MS SQL Server: How to get the counts of each visit type per date range per user?

49 Views Asked by At

I have 2 tables.

The first table Users contains attributes id, session, start_date, and end_date. The id is an int that uniquely identifies each user. The session is an int that keeps track of each continuous date range for each user. start_date and end_date reflect the date range of each session for each user. Users can show up multiple times in this table, and you may assume that if a user is included multiple times, their next session's start_date happens after their previous session's end_date.

Here is an example of the Users table:

| id | session | start_date   | end_date     |
|----|---------|--------------|--------------|
| 1  | 1       | '2017-01-01' | '2017-03-01' |
| 1  | 2       | '2017-04-01' | '2017-10-01' |
| 2  | 1       | '2017-01-01' | '2017-12-31' |
| 3  | 1       | '2017-01-01' | '2017-12-31' |

The second table Visits contains attributes id, visit_date, and visit_type. id is the same id as in the Users table. visit_date (date) and visit_type (string) detail the date of a visit for each user and the type of each visit. Users can show up multiple times in this table or not show up at all.

Here is an example of the Visits table:

| id | visit_date   | visit_type |
|----|--------------|------------|
| 1  | '2017-01-05' | 'a'        |
| 1  | '2017-02-06' | 'a'        |
| 1  | '2017-04-01' | 'a'        |
| 1  | '2017-05-02' | 'b'        |
| 1  | '2017-06-13' | 'b'        |
| 1  | '2017-01-12' | 'c'        |
| 2  | '2017-04-01' | 'a'        |
| 2  | '2017-12-01' | 'd'        |

I need to write a query that returns the number of visits for each visit_type for each user's session in the Users table where the session was at least 90 days long and the visit_date falls within the session range (dates inclusive). If a user's session does not have any visits of a particular type, it is recorded as visit_type of NULL and visit_count of 0.
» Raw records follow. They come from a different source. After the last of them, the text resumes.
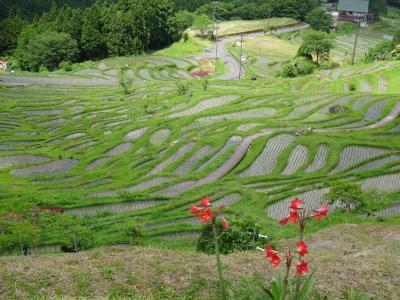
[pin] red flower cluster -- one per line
(296, 215)
(273, 255)
(206, 214)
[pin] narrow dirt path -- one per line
(16, 80)
(395, 112)
(233, 161)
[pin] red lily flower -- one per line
(206, 215)
(205, 202)
(195, 210)
(294, 217)
(225, 224)
(322, 212)
(302, 248)
(284, 221)
(302, 268)
(296, 204)
(273, 255)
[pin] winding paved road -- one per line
(223, 53)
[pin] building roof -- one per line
(360, 6)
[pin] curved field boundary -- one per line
(393, 210)
(265, 163)
(50, 112)
(375, 111)
(148, 184)
(160, 137)
(74, 136)
(247, 127)
(341, 101)
(175, 189)
(11, 161)
(355, 154)
(206, 104)
(365, 86)
(384, 183)
(395, 112)
(174, 157)
(231, 142)
(111, 208)
(320, 159)
(135, 134)
(180, 235)
(375, 164)
(119, 149)
(247, 114)
(97, 163)
(296, 160)
(226, 201)
(304, 109)
(311, 201)
(191, 161)
(56, 167)
(361, 102)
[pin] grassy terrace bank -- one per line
(344, 256)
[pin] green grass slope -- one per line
(359, 256)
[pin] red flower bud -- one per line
(296, 204)
(205, 202)
(301, 268)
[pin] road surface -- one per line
(230, 61)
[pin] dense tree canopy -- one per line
(319, 19)
(48, 50)
(127, 27)
(316, 43)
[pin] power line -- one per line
(241, 54)
(358, 19)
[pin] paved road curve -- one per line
(231, 62)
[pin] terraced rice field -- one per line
(251, 146)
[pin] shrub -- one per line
(238, 237)
(379, 52)
(290, 71)
(352, 87)
(48, 49)
(185, 37)
(66, 66)
(124, 81)
(300, 66)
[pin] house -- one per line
(348, 9)
(4, 65)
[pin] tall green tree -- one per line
(378, 7)
(93, 41)
(10, 28)
(47, 49)
(347, 194)
(396, 39)
(316, 43)
(203, 24)
(319, 19)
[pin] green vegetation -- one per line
(140, 272)
(319, 19)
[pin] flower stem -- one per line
(285, 282)
(219, 265)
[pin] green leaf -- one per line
(306, 288)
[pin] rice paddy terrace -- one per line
(146, 156)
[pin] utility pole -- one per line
(358, 19)
(241, 54)
(215, 29)
(269, 12)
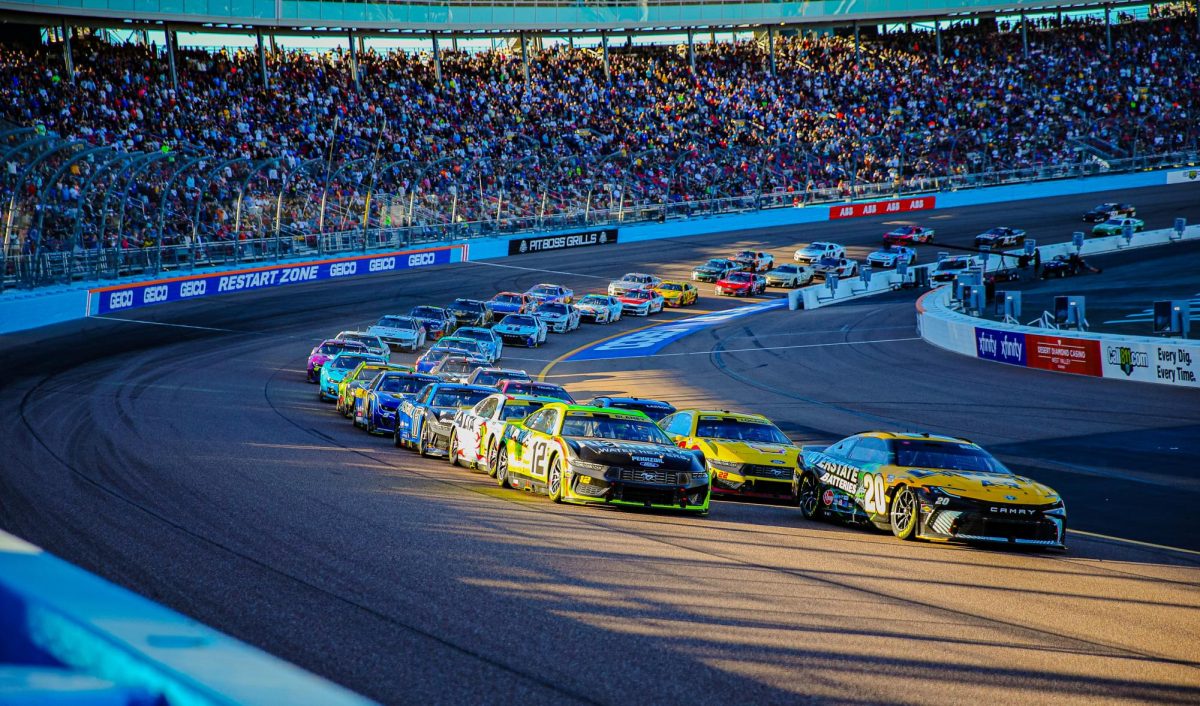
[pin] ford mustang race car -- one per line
(402, 331)
(600, 309)
(1001, 237)
(907, 235)
(653, 408)
(641, 301)
(475, 437)
(522, 328)
(714, 269)
(677, 293)
(337, 368)
(742, 285)
(816, 251)
(549, 293)
(558, 317)
(424, 422)
(377, 408)
(928, 486)
(1116, 226)
(889, 256)
(510, 303)
(633, 281)
(471, 312)
(438, 322)
(790, 275)
(745, 454)
(600, 455)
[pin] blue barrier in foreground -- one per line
(71, 638)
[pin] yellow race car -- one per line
(677, 293)
(928, 486)
(352, 387)
(745, 454)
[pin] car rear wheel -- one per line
(905, 513)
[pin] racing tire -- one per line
(905, 513)
(809, 497)
(555, 480)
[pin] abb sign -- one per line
(882, 208)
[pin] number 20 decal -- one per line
(875, 500)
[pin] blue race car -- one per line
(424, 423)
(337, 368)
(376, 411)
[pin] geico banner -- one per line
(882, 208)
(144, 293)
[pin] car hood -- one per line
(629, 454)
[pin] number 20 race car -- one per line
(928, 486)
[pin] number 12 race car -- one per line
(927, 486)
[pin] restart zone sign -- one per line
(547, 243)
(123, 297)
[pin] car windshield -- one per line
(459, 398)
(615, 428)
(953, 455)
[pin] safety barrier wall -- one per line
(69, 636)
(1150, 359)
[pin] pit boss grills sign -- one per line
(547, 243)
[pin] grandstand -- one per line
(121, 157)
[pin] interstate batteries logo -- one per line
(547, 243)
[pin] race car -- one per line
(337, 368)
(402, 331)
(1109, 210)
(510, 303)
(714, 269)
(535, 388)
(1116, 226)
(437, 321)
(471, 312)
(558, 317)
(677, 293)
(653, 408)
(742, 285)
(582, 454)
(322, 352)
(754, 261)
(1000, 237)
(745, 454)
(633, 281)
(909, 234)
(376, 410)
(354, 384)
(373, 342)
(424, 423)
(550, 293)
(951, 268)
(491, 376)
(928, 486)
(835, 265)
(790, 275)
(475, 437)
(522, 328)
(641, 301)
(599, 309)
(814, 252)
(889, 256)
(491, 342)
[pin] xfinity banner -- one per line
(547, 243)
(123, 297)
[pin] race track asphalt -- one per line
(183, 455)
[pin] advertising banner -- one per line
(547, 243)
(1063, 354)
(882, 208)
(123, 297)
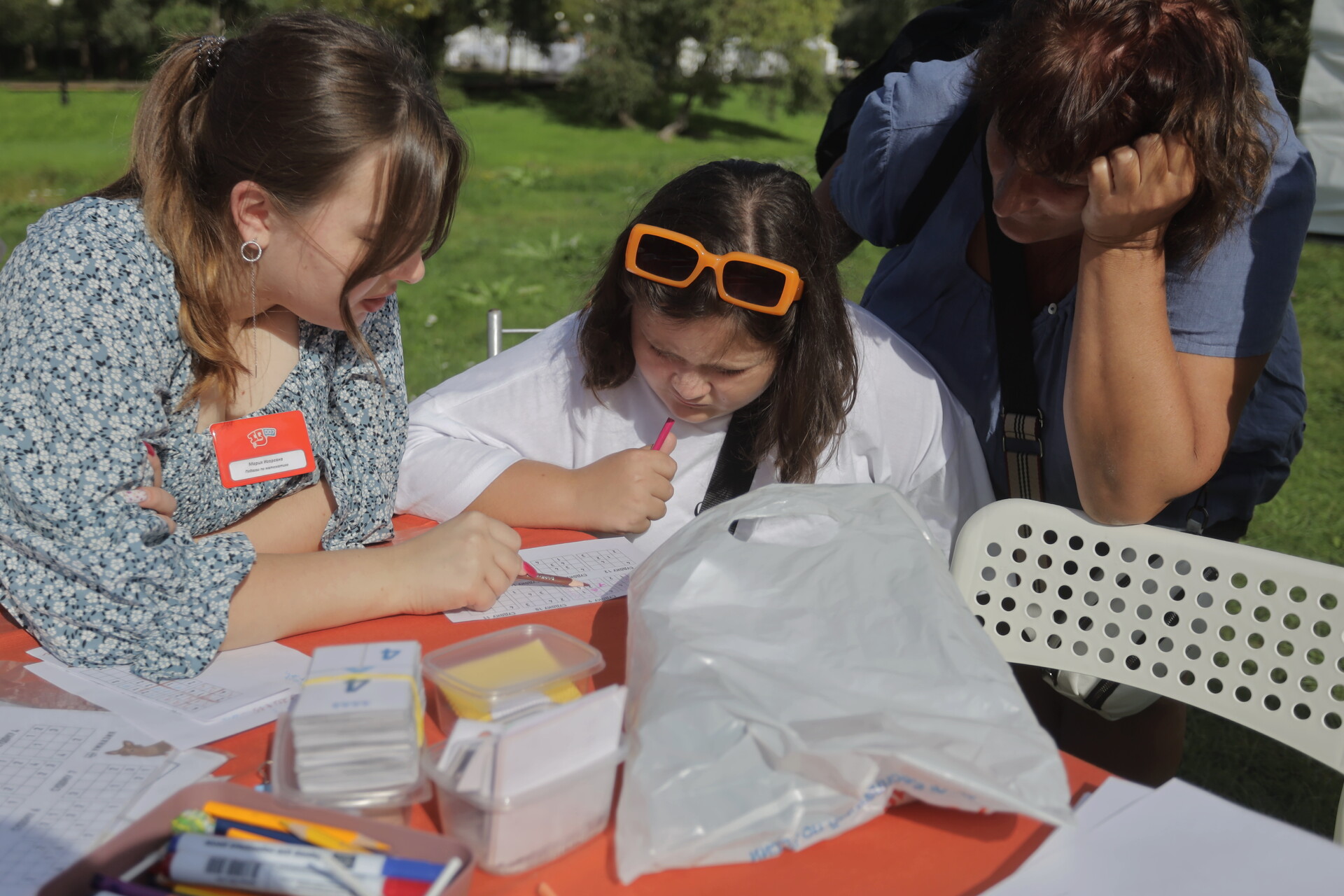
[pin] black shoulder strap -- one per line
(937, 179)
(1019, 403)
(734, 469)
(944, 33)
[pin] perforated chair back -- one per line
(1249, 634)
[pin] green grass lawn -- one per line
(540, 209)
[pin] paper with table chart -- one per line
(241, 690)
(605, 564)
(66, 777)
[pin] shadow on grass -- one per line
(566, 108)
(1260, 773)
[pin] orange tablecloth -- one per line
(916, 849)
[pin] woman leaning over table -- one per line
(281, 184)
(1138, 156)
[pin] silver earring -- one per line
(252, 253)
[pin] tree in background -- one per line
(125, 24)
(27, 26)
(1280, 35)
(1281, 39)
(632, 70)
(656, 59)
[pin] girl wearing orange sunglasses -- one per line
(718, 307)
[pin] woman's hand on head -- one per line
(626, 491)
(1135, 191)
(467, 562)
(152, 498)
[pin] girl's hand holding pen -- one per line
(467, 562)
(624, 492)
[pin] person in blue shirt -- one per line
(1160, 198)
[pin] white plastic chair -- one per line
(495, 332)
(1249, 634)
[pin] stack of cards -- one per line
(359, 718)
(504, 760)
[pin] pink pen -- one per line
(663, 435)
(530, 574)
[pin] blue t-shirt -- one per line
(1234, 305)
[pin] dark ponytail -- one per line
(288, 105)
(762, 209)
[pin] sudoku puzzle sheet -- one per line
(604, 564)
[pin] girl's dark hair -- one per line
(761, 209)
(1072, 80)
(288, 105)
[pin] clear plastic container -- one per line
(505, 672)
(382, 804)
(514, 834)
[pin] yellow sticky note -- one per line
(503, 671)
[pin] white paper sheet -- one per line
(167, 724)
(555, 743)
(1175, 841)
(605, 564)
(235, 680)
(65, 780)
(183, 770)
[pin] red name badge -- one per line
(255, 449)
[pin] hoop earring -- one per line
(252, 253)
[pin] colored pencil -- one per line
(663, 435)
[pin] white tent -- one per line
(1322, 118)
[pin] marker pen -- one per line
(289, 869)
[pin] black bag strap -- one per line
(944, 33)
(937, 179)
(1018, 398)
(734, 468)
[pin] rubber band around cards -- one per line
(391, 676)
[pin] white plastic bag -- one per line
(785, 680)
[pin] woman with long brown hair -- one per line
(720, 307)
(1120, 248)
(201, 372)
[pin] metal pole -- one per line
(61, 58)
(493, 332)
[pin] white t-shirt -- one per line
(530, 402)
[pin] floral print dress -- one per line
(92, 367)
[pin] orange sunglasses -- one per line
(745, 280)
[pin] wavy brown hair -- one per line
(766, 210)
(1073, 80)
(289, 105)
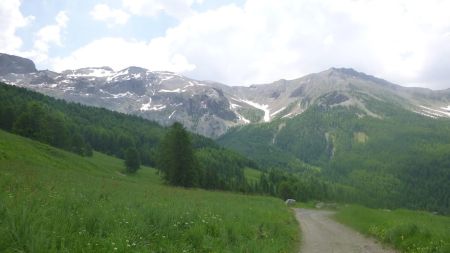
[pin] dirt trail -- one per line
(321, 234)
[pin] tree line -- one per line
(184, 159)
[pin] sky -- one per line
(238, 42)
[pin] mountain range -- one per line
(211, 108)
(371, 141)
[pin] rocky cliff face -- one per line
(211, 108)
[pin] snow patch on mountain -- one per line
(434, 112)
(172, 91)
(170, 116)
(264, 108)
(447, 108)
(278, 111)
(120, 95)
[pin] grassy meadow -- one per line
(408, 231)
(56, 201)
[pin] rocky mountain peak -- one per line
(211, 108)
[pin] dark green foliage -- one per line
(176, 158)
(222, 169)
(398, 159)
(81, 129)
(132, 160)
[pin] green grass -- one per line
(408, 231)
(55, 201)
(252, 175)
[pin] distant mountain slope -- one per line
(75, 127)
(397, 159)
(210, 108)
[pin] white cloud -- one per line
(49, 35)
(119, 53)
(175, 8)
(103, 12)
(262, 41)
(11, 19)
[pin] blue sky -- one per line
(238, 42)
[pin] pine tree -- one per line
(132, 161)
(176, 158)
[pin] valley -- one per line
(334, 136)
(55, 201)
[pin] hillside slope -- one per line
(56, 201)
(210, 108)
(399, 158)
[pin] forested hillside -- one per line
(397, 158)
(80, 129)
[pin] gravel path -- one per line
(321, 234)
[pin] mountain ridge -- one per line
(211, 108)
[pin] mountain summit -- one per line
(211, 108)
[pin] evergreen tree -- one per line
(132, 161)
(176, 158)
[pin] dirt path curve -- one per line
(321, 234)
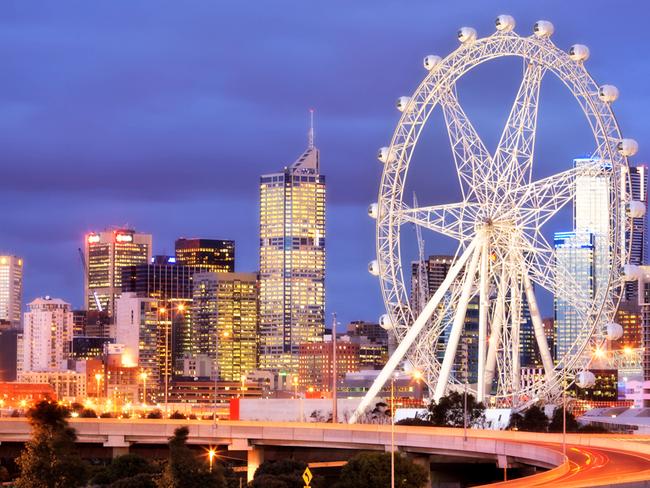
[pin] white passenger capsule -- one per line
(505, 23)
(466, 34)
(628, 147)
(614, 331)
(402, 103)
(385, 322)
(579, 52)
(385, 155)
(637, 209)
(543, 28)
(585, 379)
(373, 210)
(431, 61)
(608, 93)
(631, 272)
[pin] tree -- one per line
(534, 420)
(185, 470)
(556, 424)
(372, 469)
(286, 473)
(50, 458)
(129, 468)
(448, 412)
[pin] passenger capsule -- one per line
(505, 23)
(632, 272)
(628, 147)
(579, 52)
(385, 322)
(637, 209)
(608, 93)
(373, 210)
(385, 155)
(402, 103)
(614, 331)
(466, 34)
(585, 379)
(543, 28)
(431, 61)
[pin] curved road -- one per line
(590, 466)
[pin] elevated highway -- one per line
(592, 460)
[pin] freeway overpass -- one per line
(592, 460)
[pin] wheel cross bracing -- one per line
(502, 256)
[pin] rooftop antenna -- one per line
(310, 134)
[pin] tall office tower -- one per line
(138, 327)
(224, 322)
(47, 334)
(638, 239)
(292, 260)
(11, 289)
(574, 256)
(105, 254)
(210, 254)
(170, 285)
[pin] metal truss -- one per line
(503, 255)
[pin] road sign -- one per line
(307, 477)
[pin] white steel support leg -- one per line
(457, 327)
(538, 327)
(484, 308)
(495, 334)
(413, 332)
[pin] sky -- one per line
(161, 115)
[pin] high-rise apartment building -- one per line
(574, 257)
(292, 260)
(106, 253)
(47, 335)
(224, 322)
(210, 254)
(11, 289)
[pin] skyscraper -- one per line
(105, 254)
(224, 322)
(47, 335)
(574, 256)
(11, 289)
(292, 260)
(210, 254)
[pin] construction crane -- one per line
(85, 268)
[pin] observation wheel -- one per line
(503, 257)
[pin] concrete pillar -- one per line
(255, 458)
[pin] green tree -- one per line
(126, 469)
(448, 412)
(534, 420)
(556, 424)
(372, 469)
(185, 469)
(50, 458)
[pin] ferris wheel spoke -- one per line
(472, 158)
(513, 158)
(453, 220)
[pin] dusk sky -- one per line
(162, 115)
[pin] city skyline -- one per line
(88, 175)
Here is the desired output based off of the above tables:

-- |id|session|start_date  |end_date    |visit_type|visit_count|
-- |1 |2      |'2017-04-01'|'2017-10-01'|’a’       |1          |
-- |1 |2      |'2017-04-01'|'2017-10-01'|’b’       |2          |
-- |2 |1      |'2017-01-01'|'2017-12-31'|’a’       |1          |
-- |2 |1      |'2017-01-01'|'2017-12-31'|’d’       |1          |
-- |3 |1      |'2017-01-01'|'2017-12-31'|NULL      |0          |
SELECT Users.id, Users.session, Users.start_date, Users.end_date, 
  Visits.visit_date, Visits.visit_type
FROM Users
LEFT JOIN Visits ON Users.id = Visits.id
WHERE (
    DATEDIFF(DAY, Users.start_date, Users.end_date) >= 90
  )
ORDER BY Users.id, Users.session
;

From this code, I expected an output where for each user and session the visit_date and visit_type were recorded. The only sessions included would be those that were 90 days or longer.

However, I'm running into an error using the DATEDIFF function where it says my parameters are incorrect.

How can I use DATEDIFF to filter out the sessions shorter than 90 days in length?

1

There are 1 best solutions below

0
Adrian Maxwell On

This may simply be a matter of using day instead of DAY in the datediff function, but also you seem to need a a group by to achieve the visit count:

SELECT
      Users.id
    , Users.session
    , Users.start_date
    , Users.end_date
    , Visits.visit_type
    , COUNT(Visits.visit_type) AS visit_count
FROM Users
LEFT JOIN Visits ON Users.id = Visits.id
WHERE DATEDIFF(day, Users.start_date, Users.end_date) >= 90
    AND Visits.visit_date BETWEEN Users.start_date AND Users.end_date
GROUP BY
      Users.id
    , Users.session
    , Users.start_date
    , Users.end_date
    , Visits.visit_type
ORDER BY
      Users.id
    , Users.session

see: TSQL datediff

nb this assumes you are using SQL Server. If this is incorrect please choose the correct dbms as a tag under your question. Also note that "sql" is NOT an alias for "sql server".